“I was kind of stunned”: when John Fogerty was starstruck by a former Beatle
It is difficult to imagine a rockstar becoming starstruck by anybody else; it simply doesn’t fit into the accepted arrogant image of that persona, particularly if that rockstar has been around for decades, having played every stage from Woodstock to Glastonbury, as in the case of Creedence Clearwater Revival songwriter John Fogerty.
One of the most essential outfits of the hippie age, CCR were always largely in a league of their own, single-handedly establishing the swamp rock sound and carving out some of the most iconic anthems of the era – from the anti-war heroism of ‘Fortunate Son’ to accidental psychedelia of ‘Lookin’ Out My Back Door’. Perhaps most impressively, though, Fogerty made a point not to consume any of the drugs or alcohol being binged by virtually every other rock outfit of the time, making him perhaps the only sober person at Woodstock Festival.
That isn’t to say, however, that the songwriter couldn’t appreciate the artistic genius that was being struck upon by that influx of psychedelic inspiration. After all, countless contemporaries and influences upon the band spent the majority of the 1960s off their faces on whatever substances they could get hold of.
Perhaps the greatest example of that fact was The Beatles, whose experiments with LSD transformed them from fresh-faced teeny-boppers singing about holding hands to moustached musical experimenters, changing the pop landscape forevermore. Like virtually every other songwriter of that time, Fogerty could not help but become infatuated with The Beatles’ output, routinely using that Liverpudlian source of inspiration within his own songwriting, too.
Seemingly, if you find yourself at the epicentre of rock and roll excellence for enough years, you tend to bump into The Beatles eventually.
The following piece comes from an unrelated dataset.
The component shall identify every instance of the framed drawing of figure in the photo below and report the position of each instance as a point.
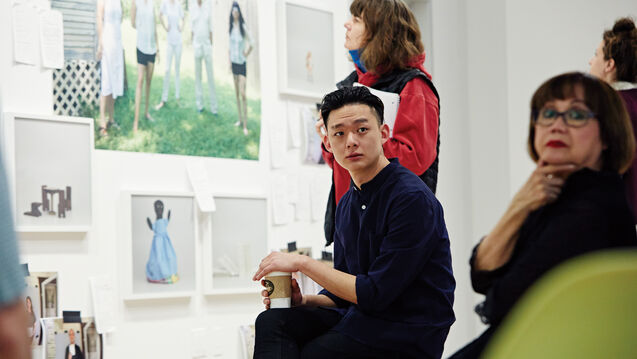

Although Fogerty never managed to meet the band while they were still together, pre-breakup, he did reveal to Track Star, “I’ve met three Beatles: Met Paul, Ringo, and I spent the most time, you might say, with George.”
Expanding on that rather ominous introduction to his George Harrison anecdote, the CCR songwriter harked back to an infamous 1987 gig in which Taj Mahal performed at the Palomino in California, with Harrison in attendance alongside Bob Dylan, Jesse Ed Davis, and, of course, John Fogerty.
“I heard that George Harrison was in the building, so I snuck around this cloak room – it was just a curtain drawn across some corner,” he recalled. “I peaked my head through and George Harrison was standing there.”
Not wishing to pass up an opportunity to meet a real-life Beatle, Fogerty quick struck up a conversation: “I walked in, he said ‘Oh, John,’ and I say, ‘Hey man, how you doing?’ We got to talking in and out, music and all that, and suddenly George blurts out, ‘Well, the band really loved Creedence.’”
Fogerty responded as most musicians would when presented with the fact that the greatest band of all time were active fans of their own work. “I was kind of stunned,” he said. “I’m really not doing this to drop names, I think I’m really trying to lay on you how impressed I was with that sentence, which I’ve carried ever since.”
Seemingly, if there are any musicians capable of making their fellow rock stars feel like nervous children waiting by the stage door, it is The Beatles.